La chute d’Omar el-Béchir et l’instabilité politique
À partir de 2018, une crise économique sans précédent provoque inflation, pénuries alimentaires et effondrement de la monnaie nationale. Les manifestations populaires, initialement économiques, se transforment rapidement en mouvement politique réclamant la chute du régime.
En avril 2019, Omar el-Béchir est renversé par ses généraux : Abdel Fattah al-Burhan, chef de l’armée régulière, et Mohamed Hamdan Dagalo, dit Hemedti, commandant des FSR. Une transition fragile s’installe avec un Conseil de souveraineté civil-militaire. Mais les rivalités internes minent rapidement le processus démocratique.
En octobre 2021, l’armée dirigée par Al-Burhan et Hemedti renverse le gouvernement civil et suspend la Constitution. Les manifestations sont réprimées, plus de mille personnes sont arrêtées, selon l’ONU, et la confiance entre la population et l’armée est brisée.
Rivalité entre FSR et armée régulière
L’alliance entre Al-Burhan et Hemedti, qui avait permis la chute de Béchir, se transforme rapidement en rivalité ouverte.

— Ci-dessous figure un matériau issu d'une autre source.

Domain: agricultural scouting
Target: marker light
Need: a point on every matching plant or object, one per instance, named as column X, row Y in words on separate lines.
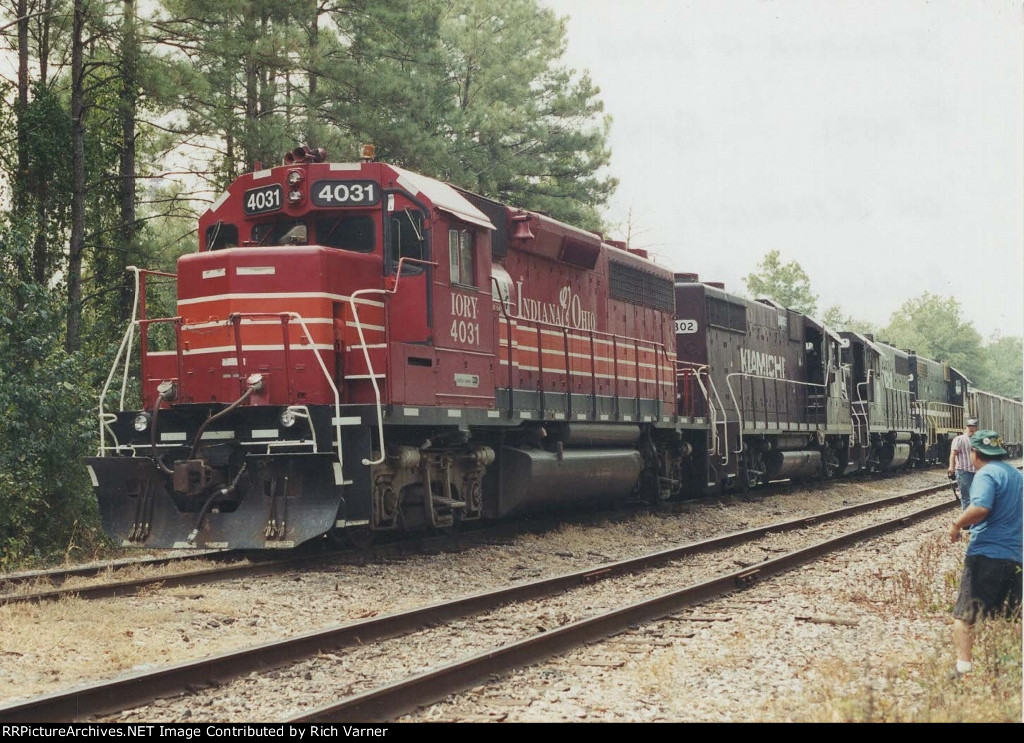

D’un côté, les Forces armées soudanaises, dirigées par le général Abdel Fattah al-Burhan, incarnent l’État central et la souveraineté nationale. De l’autre, les Forces de soutien rapide (FSR), sous le commandement d’Hemedti, et issues des milices Janjawid du Darfour, disposent d’une armée parallèle richement financée par l’exploitation de l’or et la participation à des conflits régionaux.
En 2023, un accord prévoit l’intégration des FSR dans l’armée nationale. Mais le calendrier divise: Al-Burhan exige une intégration rapide, tandis qu’Hemedti réclame dix ans pour préserver son autonomie. Ce désaccord déclenche des hostilités directes dès le 15 avril 2023.
Une guerre aux conséquences humanitaires dramatiques
La guerre au Soudan reflète un cycle long de crises politiques, militaires et identitaires. Elle met en lumière l’incapacité des élites à construire un État de droit basé sur la justice et la représentativité. Pendant ce temps, des millions de Soudanais continuent de souffrir de violence, de faim et de déplacements forcés.